2. 'Humanitarian Architecture' IS Architecture

From this point forward, we must stop referring to architecture and humanitarian architecture as two different things. Principles of social value have always been a part of architecture and space-making, it just has been lying dormant under the weight of designers who’ve believed in artistry over impact, ego over articulation. With the new zeitgeist, architecture reclaims its dormant responsibilities to care for and consider the user, the underserved, and the appropriate.

3. Failure, success, and what's in between.

If good architecture is a matrix of hundreds of thousands of decisions, some projects will work well and some will miss the mark. Great buildings to date have been thought to hit all of the marks in terms of form, program, and space. But with architecture that considers its humanitarian impact, the metrics are much more complex and much more difficult to quantify. Bryan Bell at SEED has pushed the agenda to quantify social impact alongside environmental and economic solutions. We are indebted to him for leading this charge and being an architect of the zeitgeist.

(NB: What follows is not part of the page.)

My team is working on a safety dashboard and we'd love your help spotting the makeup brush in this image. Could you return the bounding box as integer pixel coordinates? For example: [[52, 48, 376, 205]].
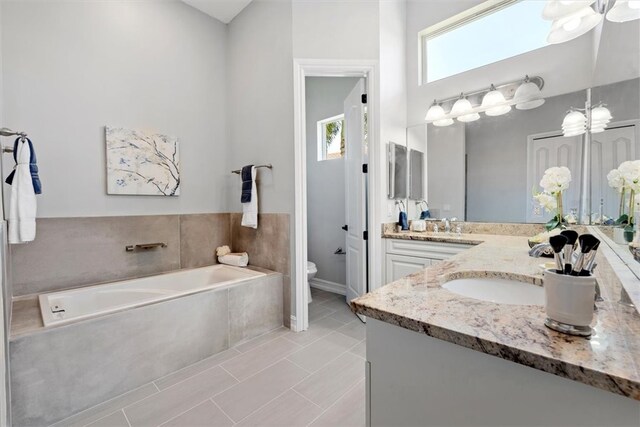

But it makes me think that what is actually being asked here is Nussbaum's and Moyo's and Easterly's similar question: How can development and aid have a more quantifiable positive impact? Through our work with Partners in Health on the design and construction of the Butaro Hospital in Rwanda we have found that architecture provides a unique way in. We have learned from our Rwandan collaborators that capital “A" architecture is better understood as the physical manifestation of successful top down policies AND community-based design. Without both in place, you have buildings. These buildings may have some success and some failure, but they are not Architecture. With more advocates and practitioners of the zeitgeist seeking this new definition of capital “A” architecture, we will have an increasingly better understanding of policies, materials, and design innovations that are successful. We will understand what work results in the development of real solutions and where re-calibration is required, rather than dismissing its potential out of hand.


Michael Murphy

MASS Design Group, Executive Director

Thursday, July 8, 2010

BUTARO BENCH


The Butaro Hospital benches, along with the other furniture designs for the facility, are in production at the local workshop and will be in place in time for the Hospital's opening later this month.